Existia muita gratidão transbordando em mim quando nós completávamos mais um ano de banda... Porque tudo o que eu tinha conquistado desde então ao lado daqueles bons amigos tinha sido muito mais do que o adolescente de Tokushima poderia ter sonhado...
— Pronto pra entrar no palco, Kai-san? – Mariana brincou, abrindo a porta do camarim e eu olhei para o seu lindo reflexo no espelho diante de mim, já com um sorriso nos lábios antes mesmo de me virar para vê-la verdadeiramente.
— Nunca estou pronto antes de me sentar na bateria! – me levantei da cadeira giratória que o maquiador nos fazia sentar antes de todas as apresentações e caminhei até ela, prendendo sua cintura esbelta com meus braços, impedindo-a de se afastar mesmo que soubesse que ela não tentaria fazê-lo, puxando seu corpo para o meu, carinhosamente.
Mariana sorriu o lindo sorriso que acabara com a minha solidão no dia em que nos conhecemos, no dia em que eu me apaixonei perdidamente por ela e desejei que ela pudesse me amar da mesma forma. Seus braços me envolveram como costumavam fazer desde então, me prendendo nela como eu queria ficar pelo resto de minha vida!
— O que foi? – eu perguntei, quebrando o silêncio depois de termos ficado absortos nele e em nós mesmos por um longo tempo e ela me encarava sorrindo. Eu poderia viver apenas do sorriso de Mariana, sem precisar de mais nada, porque foi ele que fez com que eu entregasse meu velho coração solitário e maltratado aos cuidados dela de início... Mas eu tinha me apaixonado tanto por todos os outros mínimos detalhes dela, sua voz, seu perfume, seus olhos... Que também não sabia se viveria sem tê-los acompanhando o sorriso...

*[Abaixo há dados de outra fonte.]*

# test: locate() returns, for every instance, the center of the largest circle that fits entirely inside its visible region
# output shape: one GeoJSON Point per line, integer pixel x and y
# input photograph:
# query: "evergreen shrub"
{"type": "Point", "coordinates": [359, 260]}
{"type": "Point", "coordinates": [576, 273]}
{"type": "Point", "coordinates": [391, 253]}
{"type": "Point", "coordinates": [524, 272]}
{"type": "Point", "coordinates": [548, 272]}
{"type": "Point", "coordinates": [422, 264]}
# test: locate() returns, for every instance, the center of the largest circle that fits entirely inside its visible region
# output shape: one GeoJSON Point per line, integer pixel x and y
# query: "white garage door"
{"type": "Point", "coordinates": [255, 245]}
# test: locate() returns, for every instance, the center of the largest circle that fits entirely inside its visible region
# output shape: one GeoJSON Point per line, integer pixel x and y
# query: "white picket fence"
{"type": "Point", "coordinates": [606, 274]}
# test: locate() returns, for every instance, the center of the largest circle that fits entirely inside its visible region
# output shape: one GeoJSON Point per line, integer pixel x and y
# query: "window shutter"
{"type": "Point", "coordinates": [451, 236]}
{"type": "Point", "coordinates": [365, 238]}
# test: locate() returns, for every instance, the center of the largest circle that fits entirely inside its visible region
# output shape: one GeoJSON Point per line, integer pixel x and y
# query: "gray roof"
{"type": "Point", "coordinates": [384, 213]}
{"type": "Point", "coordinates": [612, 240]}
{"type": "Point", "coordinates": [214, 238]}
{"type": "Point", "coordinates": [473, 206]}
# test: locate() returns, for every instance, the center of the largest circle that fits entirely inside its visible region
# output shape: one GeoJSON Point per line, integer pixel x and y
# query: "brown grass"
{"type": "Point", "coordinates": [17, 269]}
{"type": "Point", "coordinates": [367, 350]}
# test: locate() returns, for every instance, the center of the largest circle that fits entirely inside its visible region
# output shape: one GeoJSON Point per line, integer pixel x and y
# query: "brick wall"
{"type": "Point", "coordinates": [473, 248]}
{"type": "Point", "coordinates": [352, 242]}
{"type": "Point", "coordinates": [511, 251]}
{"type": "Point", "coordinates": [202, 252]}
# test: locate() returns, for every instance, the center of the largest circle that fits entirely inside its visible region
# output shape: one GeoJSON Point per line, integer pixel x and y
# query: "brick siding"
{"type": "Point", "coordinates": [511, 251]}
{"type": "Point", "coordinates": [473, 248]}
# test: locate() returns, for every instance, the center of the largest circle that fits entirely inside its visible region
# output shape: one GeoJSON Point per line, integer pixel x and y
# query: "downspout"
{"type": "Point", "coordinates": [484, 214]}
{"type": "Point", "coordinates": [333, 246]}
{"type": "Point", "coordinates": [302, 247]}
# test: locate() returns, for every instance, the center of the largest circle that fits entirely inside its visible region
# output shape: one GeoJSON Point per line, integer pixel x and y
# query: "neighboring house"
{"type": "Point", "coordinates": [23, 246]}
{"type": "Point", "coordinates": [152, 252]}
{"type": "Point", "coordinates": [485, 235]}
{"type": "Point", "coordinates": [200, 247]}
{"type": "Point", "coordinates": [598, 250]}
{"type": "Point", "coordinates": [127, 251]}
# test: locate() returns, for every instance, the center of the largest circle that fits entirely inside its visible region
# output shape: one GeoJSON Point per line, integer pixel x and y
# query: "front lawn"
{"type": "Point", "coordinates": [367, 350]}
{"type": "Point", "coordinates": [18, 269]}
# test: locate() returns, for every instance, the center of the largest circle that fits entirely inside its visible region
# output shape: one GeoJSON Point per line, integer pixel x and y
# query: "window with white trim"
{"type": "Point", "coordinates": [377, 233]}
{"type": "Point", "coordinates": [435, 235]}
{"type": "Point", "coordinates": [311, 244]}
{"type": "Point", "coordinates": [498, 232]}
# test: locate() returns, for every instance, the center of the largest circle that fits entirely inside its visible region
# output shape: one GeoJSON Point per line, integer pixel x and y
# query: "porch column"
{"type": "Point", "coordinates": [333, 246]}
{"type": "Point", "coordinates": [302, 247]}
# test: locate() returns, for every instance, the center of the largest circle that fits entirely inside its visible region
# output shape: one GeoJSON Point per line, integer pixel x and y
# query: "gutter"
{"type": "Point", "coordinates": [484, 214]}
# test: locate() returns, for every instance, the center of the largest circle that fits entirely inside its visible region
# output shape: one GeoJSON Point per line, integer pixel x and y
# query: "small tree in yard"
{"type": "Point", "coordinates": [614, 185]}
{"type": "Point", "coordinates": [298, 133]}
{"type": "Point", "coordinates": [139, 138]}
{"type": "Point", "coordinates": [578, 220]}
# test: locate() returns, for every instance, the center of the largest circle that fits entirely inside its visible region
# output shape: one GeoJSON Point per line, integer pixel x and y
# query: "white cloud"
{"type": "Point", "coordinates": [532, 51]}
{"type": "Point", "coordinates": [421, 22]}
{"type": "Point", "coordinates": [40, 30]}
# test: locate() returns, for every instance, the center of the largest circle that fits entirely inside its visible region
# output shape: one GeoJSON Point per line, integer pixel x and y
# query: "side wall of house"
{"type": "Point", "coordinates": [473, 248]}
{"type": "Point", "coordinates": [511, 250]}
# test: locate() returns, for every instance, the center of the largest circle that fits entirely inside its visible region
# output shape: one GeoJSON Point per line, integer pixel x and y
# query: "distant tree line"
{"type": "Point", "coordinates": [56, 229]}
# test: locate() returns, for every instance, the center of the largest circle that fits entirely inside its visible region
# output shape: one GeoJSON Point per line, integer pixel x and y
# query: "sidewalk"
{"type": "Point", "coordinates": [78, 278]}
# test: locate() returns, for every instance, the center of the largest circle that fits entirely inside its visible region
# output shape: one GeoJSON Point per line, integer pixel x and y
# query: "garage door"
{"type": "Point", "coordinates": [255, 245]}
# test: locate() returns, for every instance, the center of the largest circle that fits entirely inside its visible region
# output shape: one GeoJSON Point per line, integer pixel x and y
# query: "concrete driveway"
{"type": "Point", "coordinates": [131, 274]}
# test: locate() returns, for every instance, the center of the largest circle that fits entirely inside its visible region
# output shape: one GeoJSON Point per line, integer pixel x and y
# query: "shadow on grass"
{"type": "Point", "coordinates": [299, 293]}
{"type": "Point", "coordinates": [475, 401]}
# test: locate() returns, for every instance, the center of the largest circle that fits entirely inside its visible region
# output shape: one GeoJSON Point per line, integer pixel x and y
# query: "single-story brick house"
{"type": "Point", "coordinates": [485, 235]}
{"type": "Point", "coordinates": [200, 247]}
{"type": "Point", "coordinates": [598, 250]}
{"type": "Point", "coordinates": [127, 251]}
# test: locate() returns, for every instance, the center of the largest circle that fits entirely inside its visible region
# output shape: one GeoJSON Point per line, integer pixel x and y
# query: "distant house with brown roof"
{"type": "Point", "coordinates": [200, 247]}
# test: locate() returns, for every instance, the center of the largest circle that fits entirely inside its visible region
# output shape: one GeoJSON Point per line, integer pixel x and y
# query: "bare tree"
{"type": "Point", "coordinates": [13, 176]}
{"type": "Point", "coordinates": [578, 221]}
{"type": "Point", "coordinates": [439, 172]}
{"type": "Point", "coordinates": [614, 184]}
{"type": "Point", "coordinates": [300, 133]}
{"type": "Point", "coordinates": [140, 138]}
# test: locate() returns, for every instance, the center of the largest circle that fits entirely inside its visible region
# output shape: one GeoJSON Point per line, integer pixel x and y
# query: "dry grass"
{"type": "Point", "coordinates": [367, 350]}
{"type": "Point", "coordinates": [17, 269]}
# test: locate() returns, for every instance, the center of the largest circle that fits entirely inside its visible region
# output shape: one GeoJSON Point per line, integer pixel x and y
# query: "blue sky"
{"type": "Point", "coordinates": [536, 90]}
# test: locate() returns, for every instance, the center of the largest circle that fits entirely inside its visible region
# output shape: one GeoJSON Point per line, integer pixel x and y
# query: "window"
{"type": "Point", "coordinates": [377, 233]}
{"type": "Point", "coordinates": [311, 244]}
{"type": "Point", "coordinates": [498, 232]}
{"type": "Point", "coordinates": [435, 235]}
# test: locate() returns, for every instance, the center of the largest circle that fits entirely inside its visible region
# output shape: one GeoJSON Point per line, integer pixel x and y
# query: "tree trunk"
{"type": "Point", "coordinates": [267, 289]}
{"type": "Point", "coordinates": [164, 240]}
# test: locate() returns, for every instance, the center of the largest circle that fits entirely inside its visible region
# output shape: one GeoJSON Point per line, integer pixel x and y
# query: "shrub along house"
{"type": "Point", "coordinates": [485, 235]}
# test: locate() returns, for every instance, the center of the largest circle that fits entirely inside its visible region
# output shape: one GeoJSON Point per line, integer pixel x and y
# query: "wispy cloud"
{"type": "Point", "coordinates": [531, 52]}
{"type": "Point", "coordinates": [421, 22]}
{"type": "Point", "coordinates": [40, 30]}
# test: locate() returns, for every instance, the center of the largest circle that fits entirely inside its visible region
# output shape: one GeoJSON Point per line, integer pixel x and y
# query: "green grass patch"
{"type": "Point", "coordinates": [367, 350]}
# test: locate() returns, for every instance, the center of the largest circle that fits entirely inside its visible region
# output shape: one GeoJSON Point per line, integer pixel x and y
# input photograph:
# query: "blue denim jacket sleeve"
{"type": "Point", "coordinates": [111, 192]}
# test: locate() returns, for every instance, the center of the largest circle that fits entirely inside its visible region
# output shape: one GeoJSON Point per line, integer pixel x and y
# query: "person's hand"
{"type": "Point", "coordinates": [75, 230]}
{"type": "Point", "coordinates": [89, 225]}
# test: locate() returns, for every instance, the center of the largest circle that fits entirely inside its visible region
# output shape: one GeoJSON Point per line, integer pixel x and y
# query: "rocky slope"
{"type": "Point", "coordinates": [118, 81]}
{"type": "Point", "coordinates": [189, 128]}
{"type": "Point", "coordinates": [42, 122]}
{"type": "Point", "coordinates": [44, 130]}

— Eu tenho tanto orgulho de você, sabia? – ela disse com sua voz suave e eu sorri, sentindo meu rosto queimar. Como era bom ter alguém que sentisse orgulho de mim daquela maneira... Que pudesse estar ao meu lado e compartilhar daquele sentimento como eu podia ter Mariana...
— E eu sou verdadeiramente grato por ter você ao meu lado, sabia? – fui capaz de dizer em meio ao meu constrangimento e ela abaixou o rosto, lindamente envergonhada, e beijou meu peito.
— Vamos! – ela disse de repente e eu senti que não importava o que eu devia fazer, não gostava de não tê-la em meus braços... – Eu não posso ser responsável pelo atraso do baterista com o sorriso de covinhas mais lindo do mundo!
— Que exagero! – revirei os olhos, seguindo-a ainda com minha mão presa à dela.
— Suas fãs são capazes de me matar, sabia? – ela brincou, mas nós dois tínhamos medo de algumas fãs do the GazettE descobrirem nós dois de uma maneira ruim...
— Que horror! Como consegue namorar com alguém que a coloque nesse tipo de perigo? – eu também brinquei e Mariana revirou seus olhos de maneira graciosa, puxando meu rosto de encontro ao seu e selando nossos lábios rapidamente.
— Você vale muito a pena!
Eu sorri e nós voltamos a caminhar... Era hora de o show começar!